It is no secret that the funding environment for startups is changing. While money felt very easy and cheap over the last couple of years, 2022 is on a very different trajectory. Given this change in the funding landscape, companies may need to ask themselves, and their investors, questions that they could previously overlook. One of those key questions concerns the availability of reserved capital for their company.
Before we jump ahead, let’s first address what reserves are. When a venture capital (VC) fund invests in a startup, they immediately send the capital to the company. What they also likely do is internally decide how much additional capital they want to reserve for future rounds of investments into the same company.
For example, let’s say I invest $5 million into Company A. I may decide to reserve an additional $5 million to invest in the next round. Every venture fund approaches reserves differently, but a common approach is to reserve $1 for every $1 invested (as noted by Sapphire Ventures).
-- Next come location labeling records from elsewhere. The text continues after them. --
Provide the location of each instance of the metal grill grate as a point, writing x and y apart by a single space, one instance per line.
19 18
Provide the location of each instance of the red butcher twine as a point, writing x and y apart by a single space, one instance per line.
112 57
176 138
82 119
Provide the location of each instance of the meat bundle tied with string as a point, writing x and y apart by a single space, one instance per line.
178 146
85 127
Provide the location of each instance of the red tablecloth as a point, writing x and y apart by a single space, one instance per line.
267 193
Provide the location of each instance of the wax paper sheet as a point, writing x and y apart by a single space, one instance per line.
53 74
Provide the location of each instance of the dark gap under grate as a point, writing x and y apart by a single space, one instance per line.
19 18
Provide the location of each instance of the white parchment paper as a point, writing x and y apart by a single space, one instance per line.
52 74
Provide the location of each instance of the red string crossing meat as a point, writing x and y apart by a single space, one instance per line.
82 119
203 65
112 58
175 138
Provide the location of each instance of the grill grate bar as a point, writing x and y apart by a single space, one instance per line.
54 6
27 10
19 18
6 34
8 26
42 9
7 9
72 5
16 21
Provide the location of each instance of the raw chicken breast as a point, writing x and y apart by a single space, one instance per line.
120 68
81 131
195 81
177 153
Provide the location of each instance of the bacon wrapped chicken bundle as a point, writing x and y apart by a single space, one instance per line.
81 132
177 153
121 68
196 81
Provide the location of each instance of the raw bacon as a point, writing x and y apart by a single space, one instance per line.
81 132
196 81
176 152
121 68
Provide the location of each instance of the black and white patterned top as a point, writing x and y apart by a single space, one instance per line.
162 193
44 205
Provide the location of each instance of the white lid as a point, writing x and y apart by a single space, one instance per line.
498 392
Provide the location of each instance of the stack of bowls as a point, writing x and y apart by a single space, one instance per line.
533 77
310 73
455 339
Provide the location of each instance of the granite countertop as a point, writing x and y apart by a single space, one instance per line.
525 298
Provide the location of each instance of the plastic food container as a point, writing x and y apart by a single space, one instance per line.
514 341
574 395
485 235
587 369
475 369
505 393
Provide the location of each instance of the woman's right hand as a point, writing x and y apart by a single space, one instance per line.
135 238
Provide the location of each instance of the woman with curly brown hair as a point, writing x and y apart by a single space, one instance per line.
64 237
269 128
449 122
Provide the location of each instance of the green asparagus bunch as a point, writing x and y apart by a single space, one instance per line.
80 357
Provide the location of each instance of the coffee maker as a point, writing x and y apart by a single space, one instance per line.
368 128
Why would VCs reserve capital?
Given the strong market environment over the last several years, VCs mainly reserved capital to invest in following rounds to try to preserve their ownership percentage in the company. If a VC doesn’t participate at all in the following rounds, their ownership percentage gets diluted. This can be viewed as an offensive strategy.
If you’re a startup, you probably didn’t care much over the last several years if your existing investors did or did not reserve much capital for you. In all likelihood, it was probably more problematic than anything because you needed to make room for them in your follow-on rounds.
Now, the world is shifting. The stock market is down meaningfully, and some investors are moving to the sidelines. We know venture funding was down in both March and April of 2022 as compared to the same months in 2021. Perhaps more notably, venture funding in April 2022 constituted a 12-month low. What does that mean for you as a startup? You may be entering a bad fundraising environment, in which case, you should definitely care if your investors have reserves to support your business.
If your existing investors have reserved capital, it can help you in three possible ways.
• They can extend your cash runway so that you can potentially raise again in a better environment.
• They can extend your runway long enough for you to create some positive change in the company to make it more attractive for new investors (e.g., increase revenue, launch a new product, etc.).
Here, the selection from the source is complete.